O Primeiro Gole Foi Barulhento - Bruno Costa
Bruno Costa
Faz parte de um grupo de RPG chamado Erro Crítico. Foi onde interpretou, durante três anos, um vampiro cafetão do século XIV. Antes de completar 19 anos, Bruno trepou com a Loucura. Depois, traiu sua amante com dois comprimidos.
Às 10:00 horas: Antietanol.
Às 22:00 horas: Carbamazepina. (Nunca entendeu esse aqui)
Foi outro relacionamento que terminou rápido. Ele desprezou a receita ilegível. Mas não reatou com a sua companheira de bebida. Só com o álcool e a solidão. E de vez em quando, a Loucura ainda quer uma rapidinha no escuro.
Ex-Louco cheio de cicatrizes de catapora no rosto. Escreve com violência. Ler até passar mal. Cospe tanta fumaça quanto um incêndio criminoso. Filho do velho Mundo das Trevas. Odeia seres humanos castrados. Ri da própria desgraça. Sonha com a extinção em massa. E tem amor pelas putas assumidas.

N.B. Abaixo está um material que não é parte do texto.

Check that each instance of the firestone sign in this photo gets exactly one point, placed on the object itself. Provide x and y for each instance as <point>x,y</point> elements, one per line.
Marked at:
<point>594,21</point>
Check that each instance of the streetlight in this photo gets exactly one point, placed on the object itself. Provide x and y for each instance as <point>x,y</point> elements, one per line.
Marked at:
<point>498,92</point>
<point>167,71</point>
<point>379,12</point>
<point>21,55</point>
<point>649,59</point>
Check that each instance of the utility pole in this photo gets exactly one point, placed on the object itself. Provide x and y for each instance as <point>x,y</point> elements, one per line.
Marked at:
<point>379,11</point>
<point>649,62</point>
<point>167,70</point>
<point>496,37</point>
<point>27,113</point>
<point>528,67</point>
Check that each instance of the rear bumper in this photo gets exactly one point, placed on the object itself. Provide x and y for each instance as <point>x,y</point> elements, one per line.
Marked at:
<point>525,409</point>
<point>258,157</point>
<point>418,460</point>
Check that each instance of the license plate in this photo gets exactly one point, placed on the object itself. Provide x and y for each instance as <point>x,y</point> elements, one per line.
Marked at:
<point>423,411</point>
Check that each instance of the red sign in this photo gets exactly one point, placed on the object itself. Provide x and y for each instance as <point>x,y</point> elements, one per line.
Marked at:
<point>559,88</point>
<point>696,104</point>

Com uma mistura de frescura e brutalidade, ele sentou-se com Álvares de Azevedo numa Noite na Taverna, o Poeta bebeu sangue de virgem, enquanto Bruno bebia o mijo do Diabo. Claro que passou mal!
Nunca mais parou de vomitar.
O resultado foi uma sopa de letrinhas que formam palavrões. No estilo: vai tomar no cu, filho da puta! Que mijo horrível! Coloca mais, aí!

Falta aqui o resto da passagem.